Pourtant, « les cheveux longs, le maquillage, les robes, ça n’appartient à personne », rappelle Jennifer. Queer, la trentenaire a l’habitude de parler de ces combats publiquement, même si on oublie souvent de lui demander son avis sur la question. « Quand on parle de sujets queer, les gens se tournent généralement d’office vers ma partenaire. Parce qu’elle a les cheveux rasés et un certain style. Bref, c’est elle la référence queer de notre couple, apparemment », raconte la jeune maman qui vit mal ce rejet permanent. « C’est comme si j’essayais de forcer mon coming-out en permanence pour prouver que j’existe. Quand bien même, tout le monde continue à me dire : « Mais non, t’en fais pas, reste comme tu es avec tes cheveux longs et tes ongles bien vernis. On te prend comme tu es. » Alors que j’en doute fortement », confie celle à qui on a déjà fait remarquer qu’elle ne pouvait pas être queer et… porter une robe décolleté. Cherchez l’erreur.
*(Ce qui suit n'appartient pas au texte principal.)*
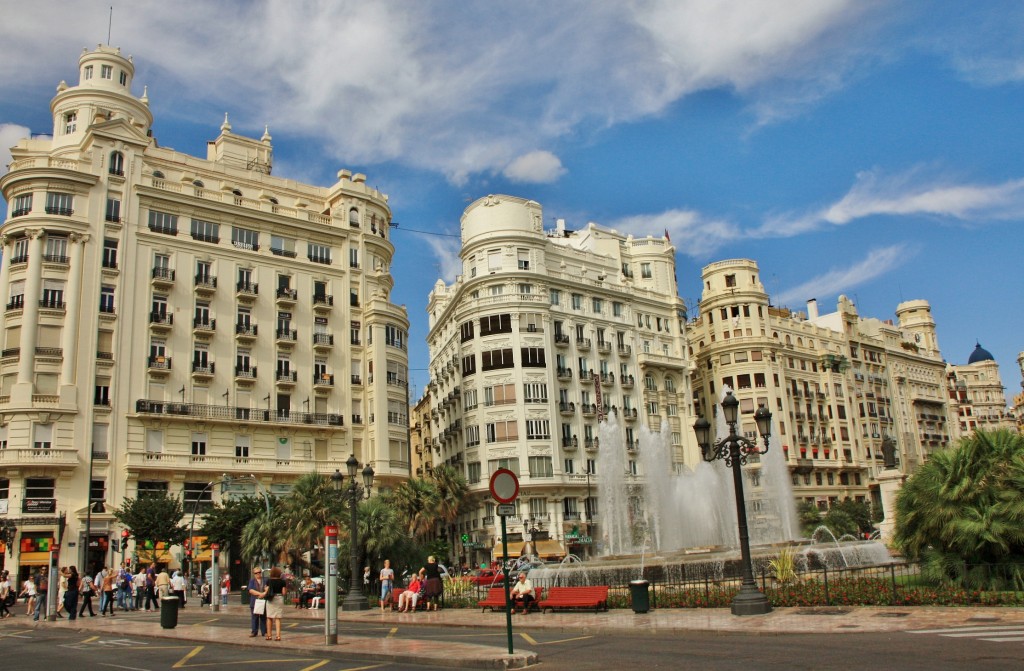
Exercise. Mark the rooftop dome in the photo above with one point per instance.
(980, 354)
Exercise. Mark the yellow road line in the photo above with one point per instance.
(181, 663)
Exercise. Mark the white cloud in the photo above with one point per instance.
(461, 89)
(9, 135)
(907, 194)
(690, 232)
(445, 250)
(877, 263)
(535, 168)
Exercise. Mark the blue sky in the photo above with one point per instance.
(859, 148)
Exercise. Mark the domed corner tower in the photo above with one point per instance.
(915, 318)
(730, 282)
(103, 93)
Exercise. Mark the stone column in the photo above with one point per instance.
(30, 316)
(70, 341)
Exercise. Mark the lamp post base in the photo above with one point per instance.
(750, 600)
(354, 600)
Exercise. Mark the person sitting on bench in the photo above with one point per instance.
(522, 594)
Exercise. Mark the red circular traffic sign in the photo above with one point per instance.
(504, 486)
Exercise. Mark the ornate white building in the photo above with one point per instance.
(171, 320)
(543, 334)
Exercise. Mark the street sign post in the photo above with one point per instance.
(505, 490)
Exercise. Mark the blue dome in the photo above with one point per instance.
(980, 354)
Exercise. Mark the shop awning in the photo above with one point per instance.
(549, 549)
(514, 550)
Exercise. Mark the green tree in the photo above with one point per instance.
(155, 516)
(964, 508)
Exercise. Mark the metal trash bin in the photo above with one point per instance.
(169, 612)
(640, 595)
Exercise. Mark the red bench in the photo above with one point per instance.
(576, 597)
(496, 599)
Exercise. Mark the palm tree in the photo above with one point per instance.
(417, 505)
(964, 509)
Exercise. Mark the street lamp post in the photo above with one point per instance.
(354, 600)
(734, 450)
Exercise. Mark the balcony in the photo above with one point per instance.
(161, 321)
(204, 327)
(245, 375)
(323, 341)
(323, 303)
(159, 365)
(245, 332)
(189, 411)
(163, 278)
(246, 291)
(287, 296)
(286, 337)
(205, 284)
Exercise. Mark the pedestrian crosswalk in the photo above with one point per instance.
(994, 633)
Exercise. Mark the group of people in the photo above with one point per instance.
(426, 585)
(266, 602)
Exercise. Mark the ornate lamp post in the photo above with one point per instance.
(734, 450)
(354, 600)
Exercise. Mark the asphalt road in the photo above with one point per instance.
(35, 648)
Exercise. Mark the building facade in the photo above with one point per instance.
(838, 384)
(173, 320)
(544, 334)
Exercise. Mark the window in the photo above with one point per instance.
(500, 394)
(22, 205)
(532, 357)
(496, 324)
(283, 246)
(497, 359)
(502, 431)
(117, 166)
(107, 299)
(535, 392)
(198, 445)
(538, 429)
(245, 239)
(163, 222)
(318, 253)
(206, 232)
(113, 210)
(540, 467)
(57, 203)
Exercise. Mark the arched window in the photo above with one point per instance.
(118, 163)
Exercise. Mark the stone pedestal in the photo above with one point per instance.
(890, 481)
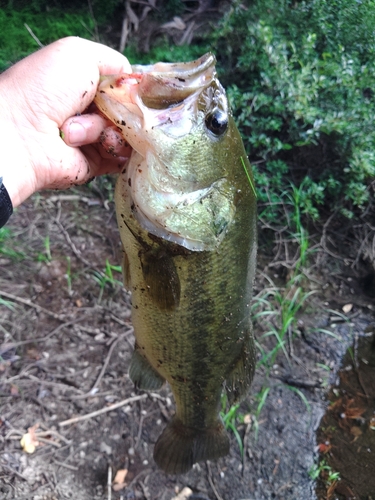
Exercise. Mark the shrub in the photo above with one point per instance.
(300, 78)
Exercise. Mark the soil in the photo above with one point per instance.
(66, 340)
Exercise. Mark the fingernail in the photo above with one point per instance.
(77, 134)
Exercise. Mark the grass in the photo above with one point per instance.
(325, 471)
(230, 419)
(6, 247)
(107, 277)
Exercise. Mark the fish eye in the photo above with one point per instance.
(217, 122)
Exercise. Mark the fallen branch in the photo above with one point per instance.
(103, 410)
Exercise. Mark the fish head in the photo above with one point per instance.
(177, 119)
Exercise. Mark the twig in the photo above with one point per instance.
(46, 337)
(76, 252)
(67, 466)
(102, 371)
(27, 302)
(14, 472)
(109, 482)
(103, 410)
(211, 481)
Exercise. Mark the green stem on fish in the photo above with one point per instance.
(248, 177)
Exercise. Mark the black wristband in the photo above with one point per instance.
(6, 207)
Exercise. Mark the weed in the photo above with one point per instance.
(107, 277)
(45, 256)
(229, 419)
(325, 470)
(6, 249)
(260, 398)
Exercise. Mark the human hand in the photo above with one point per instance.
(41, 95)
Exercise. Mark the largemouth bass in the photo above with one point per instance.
(186, 210)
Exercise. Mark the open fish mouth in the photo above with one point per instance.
(167, 84)
(169, 113)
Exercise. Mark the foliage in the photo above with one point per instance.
(300, 76)
(16, 42)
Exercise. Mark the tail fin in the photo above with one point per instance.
(179, 447)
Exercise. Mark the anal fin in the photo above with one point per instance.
(179, 447)
(143, 375)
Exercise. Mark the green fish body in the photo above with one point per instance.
(186, 210)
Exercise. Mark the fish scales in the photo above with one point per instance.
(191, 286)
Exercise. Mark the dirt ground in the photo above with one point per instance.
(65, 344)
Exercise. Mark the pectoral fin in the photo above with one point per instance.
(143, 375)
(126, 271)
(162, 280)
(238, 382)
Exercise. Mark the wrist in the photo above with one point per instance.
(6, 207)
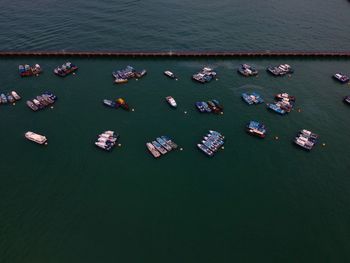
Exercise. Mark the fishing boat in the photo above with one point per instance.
(15, 95)
(152, 150)
(217, 134)
(110, 103)
(107, 140)
(205, 75)
(306, 139)
(256, 128)
(169, 141)
(10, 98)
(27, 70)
(171, 101)
(66, 69)
(205, 150)
(140, 74)
(164, 144)
(123, 75)
(120, 81)
(276, 108)
(247, 70)
(211, 143)
(341, 77)
(31, 105)
(280, 70)
(159, 147)
(218, 105)
(252, 98)
(51, 95)
(3, 98)
(122, 103)
(39, 139)
(169, 74)
(206, 106)
(284, 96)
(199, 106)
(213, 107)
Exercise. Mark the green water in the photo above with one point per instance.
(255, 201)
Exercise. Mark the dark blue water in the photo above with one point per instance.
(255, 201)
(175, 25)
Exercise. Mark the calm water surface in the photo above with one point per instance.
(255, 201)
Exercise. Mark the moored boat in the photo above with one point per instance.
(341, 77)
(280, 70)
(205, 75)
(10, 98)
(32, 136)
(247, 70)
(15, 95)
(31, 105)
(159, 147)
(66, 69)
(27, 70)
(122, 103)
(152, 150)
(276, 108)
(205, 150)
(171, 101)
(169, 74)
(3, 98)
(306, 139)
(169, 141)
(256, 128)
(347, 99)
(107, 140)
(110, 103)
(164, 144)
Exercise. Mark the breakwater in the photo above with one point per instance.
(175, 53)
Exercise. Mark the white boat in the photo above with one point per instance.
(15, 95)
(169, 74)
(152, 150)
(40, 139)
(171, 101)
(120, 81)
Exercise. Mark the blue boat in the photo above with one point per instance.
(205, 149)
(164, 144)
(275, 108)
(110, 103)
(169, 141)
(206, 106)
(3, 98)
(247, 98)
(256, 128)
(199, 106)
(247, 70)
(252, 98)
(51, 95)
(217, 134)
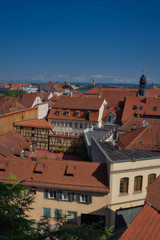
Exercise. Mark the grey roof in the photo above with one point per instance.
(96, 133)
(127, 155)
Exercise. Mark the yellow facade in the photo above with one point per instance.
(97, 207)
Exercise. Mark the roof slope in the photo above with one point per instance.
(146, 138)
(145, 226)
(10, 140)
(36, 123)
(87, 176)
(66, 102)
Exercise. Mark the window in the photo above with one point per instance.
(46, 212)
(138, 183)
(87, 116)
(77, 114)
(58, 113)
(58, 213)
(67, 113)
(66, 196)
(151, 178)
(124, 185)
(84, 198)
(71, 216)
(76, 125)
(33, 190)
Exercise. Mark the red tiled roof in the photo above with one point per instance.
(135, 123)
(145, 226)
(145, 138)
(153, 194)
(88, 176)
(28, 99)
(36, 123)
(65, 102)
(10, 140)
(53, 115)
(146, 103)
(10, 104)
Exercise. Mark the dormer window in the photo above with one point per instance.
(67, 113)
(77, 114)
(87, 116)
(58, 113)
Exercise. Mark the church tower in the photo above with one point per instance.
(142, 85)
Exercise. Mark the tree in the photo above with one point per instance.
(15, 201)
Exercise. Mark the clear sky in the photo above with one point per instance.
(78, 40)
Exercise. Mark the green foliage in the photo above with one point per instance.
(12, 93)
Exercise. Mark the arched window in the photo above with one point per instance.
(151, 178)
(124, 185)
(138, 183)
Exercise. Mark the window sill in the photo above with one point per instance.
(123, 194)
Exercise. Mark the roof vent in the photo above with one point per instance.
(69, 171)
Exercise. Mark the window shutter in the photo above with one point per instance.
(89, 199)
(59, 195)
(46, 192)
(78, 197)
(72, 197)
(48, 212)
(44, 212)
(57, 213)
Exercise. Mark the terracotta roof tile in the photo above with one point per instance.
(87, 176)
(36, 123)
(12, 140)
(66, 102)
(153, 194)
(145, 226)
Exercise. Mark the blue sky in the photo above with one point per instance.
(78, 40)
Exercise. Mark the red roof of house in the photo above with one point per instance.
(10, 140)
(140, 105)
(10, 104)
(42, 123)
(145, 138)
(88, 176)
(136, 122)
(65, 102)
(28, 99)
(53, 115)
(145, 226)
(153, 194)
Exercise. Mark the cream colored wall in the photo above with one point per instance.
(98, 206)
(130, 170)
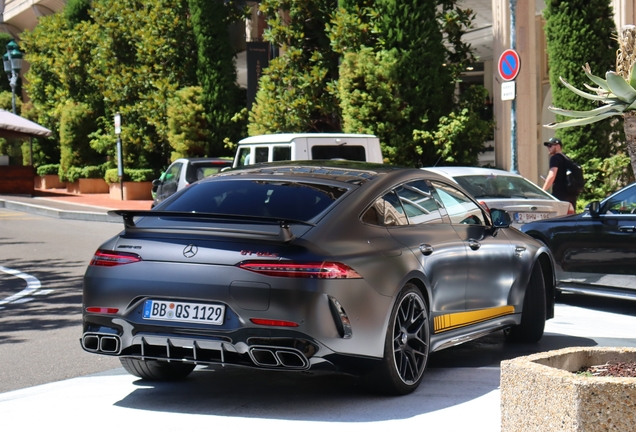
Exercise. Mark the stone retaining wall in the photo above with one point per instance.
(539, 392)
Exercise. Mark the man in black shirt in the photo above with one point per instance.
(557, 177)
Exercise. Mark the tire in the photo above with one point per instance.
(406, 345)
(153, 370)
(533, 315)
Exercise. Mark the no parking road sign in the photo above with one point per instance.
(509, 64)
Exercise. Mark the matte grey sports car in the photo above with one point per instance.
(357, 268)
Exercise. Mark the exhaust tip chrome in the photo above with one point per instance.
(264, 357)
(97, 343)
(109, 344)
(291, 359)
(91, 342)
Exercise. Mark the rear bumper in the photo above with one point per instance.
(272, 350)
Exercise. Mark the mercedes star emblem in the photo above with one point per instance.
(190, 251)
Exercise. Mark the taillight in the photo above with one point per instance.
(323, 270)
(112, 259)
(273, 323)
(109, 311)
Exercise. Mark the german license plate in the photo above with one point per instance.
(184, 312)
(531, 217)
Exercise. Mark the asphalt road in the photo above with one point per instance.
(46, 380)
(39, 332)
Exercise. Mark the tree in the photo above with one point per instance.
(401, 63)
(216, 71)
(188, 123)
(578, 31)
(144, 51)
(297, 90)
(616, 94)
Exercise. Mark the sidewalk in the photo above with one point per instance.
(63, 205)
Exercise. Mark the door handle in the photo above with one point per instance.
(474, 244)
(426, 249)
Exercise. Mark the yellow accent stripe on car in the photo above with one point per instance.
(461, 319)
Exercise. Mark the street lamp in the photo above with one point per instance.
(12, 65)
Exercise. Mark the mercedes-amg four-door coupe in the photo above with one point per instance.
(363, 269)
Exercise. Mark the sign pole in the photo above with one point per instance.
(514, 165)
(120, 161)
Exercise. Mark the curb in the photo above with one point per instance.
(59, 214)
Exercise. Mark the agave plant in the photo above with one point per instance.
(616, 93)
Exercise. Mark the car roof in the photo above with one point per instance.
(456, 171)
(195, 161)
(288, 137)
(333, 170)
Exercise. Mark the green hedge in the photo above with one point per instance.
(48, 169)
(75, 173)
(134, 175)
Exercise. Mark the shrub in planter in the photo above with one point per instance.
(88, 179)
(130, 175)
(136, 184)
(48, 177)
(48, 169)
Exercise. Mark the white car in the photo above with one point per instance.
(493, 188)
(183, 172)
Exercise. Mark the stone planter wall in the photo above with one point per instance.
(87, 186)
(49, 181)
(540, 393)
(16, 179)
(132, 191)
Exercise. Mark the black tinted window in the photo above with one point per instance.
(338, 152)
(281, 153)
(279, 199)
(419, 203)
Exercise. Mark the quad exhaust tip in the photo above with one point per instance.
(107, 344)
(278, 357)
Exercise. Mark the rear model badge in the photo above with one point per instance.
(190, 251)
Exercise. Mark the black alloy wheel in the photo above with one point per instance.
(407, 344)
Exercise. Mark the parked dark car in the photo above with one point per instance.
(183, 172)
(594, 251)
(358, 268)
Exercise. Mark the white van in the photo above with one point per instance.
(306, 146)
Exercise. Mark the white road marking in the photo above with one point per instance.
(33, 284)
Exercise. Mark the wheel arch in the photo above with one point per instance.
(547, 270)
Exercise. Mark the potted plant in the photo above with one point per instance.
(48, 177)
(89, 179)
(552, 391)
(137, 184)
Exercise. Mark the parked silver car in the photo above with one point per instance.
(524, 200)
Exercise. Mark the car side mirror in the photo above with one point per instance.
(595, 209)
(500, 218)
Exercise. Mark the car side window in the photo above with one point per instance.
(172, 175)
(244, 156)
(419, 203)
(262, 154)
(386, 211)
(623, 203)
(281, 153)
(460, 208)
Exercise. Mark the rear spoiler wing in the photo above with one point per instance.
(284, 234)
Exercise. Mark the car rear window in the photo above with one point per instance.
(278, 199)
(493, 186)
(348, 152)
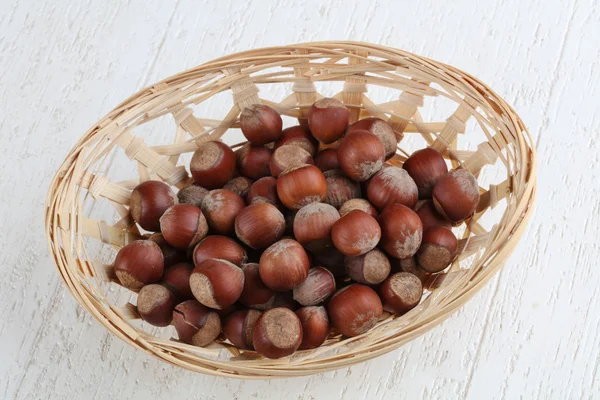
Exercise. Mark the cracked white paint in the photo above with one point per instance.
(531, 333)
« Ça crée un sentiment d’illégitimité qui est super fort. Il y a des gens qui ont envie de rencontrer d’autres personnes de la communauté, mais qui ont l’impression de ne pas avoir la bonne dégaine », se désole Chloé.
Pour Arnaud Alessandrin, sociologue et spécialiste des questions LGBT, il y a un paradoxe avec certains codes esthétiques. « Toute lesbienne trop masculine est jugée négativement, comme trop militante. Mais du côté de certains discours lesbiens, toute appropriation des codes hétérosexuels serait une compromission… », raconte l’expert en rappelant que les communautés LGBT sont traversées de différences. « Et ce n’est pas parce que des personnes sont discriminées qu’elles ne vont pas discriminer à leur tour », lance Arnaud. « Il n’est pas évident que les gays ne soient pas sexistes, que les lesbiennes ne soient pas transphobes ou que les personnes trans ne soient pas queerphobes », souligne encore le sociologue. Les personnes LGBT ne vivent pas dans une bulle qui les rendraient hermétiques aux phobies diverses et variées. Loin de là.
« Il n’y a pas d’arche de Noé des discriminés où tout le monde viendrait se prendre la main pour se tenir ensemble. »
Christophe Madrolle en a fait l’expérience. Pansexuel, il a fait son coming-out en 2012 et a dû faire face à des remarques de la part de sa communauté. « On m’a dit que c’était une nouvelle mode la pansexualité, ou que je cherchais à me faire remarquer. Certain.es ont même associé ma pansexualité à de la zoophilie », raconte-t-il, désespéré. « Les associations et les médias LGBT+ aussi m’ont beaucoup snobé au départ. Il a fallu attendre plusieurs années pour que cela se décante un peu. Ça a été long. »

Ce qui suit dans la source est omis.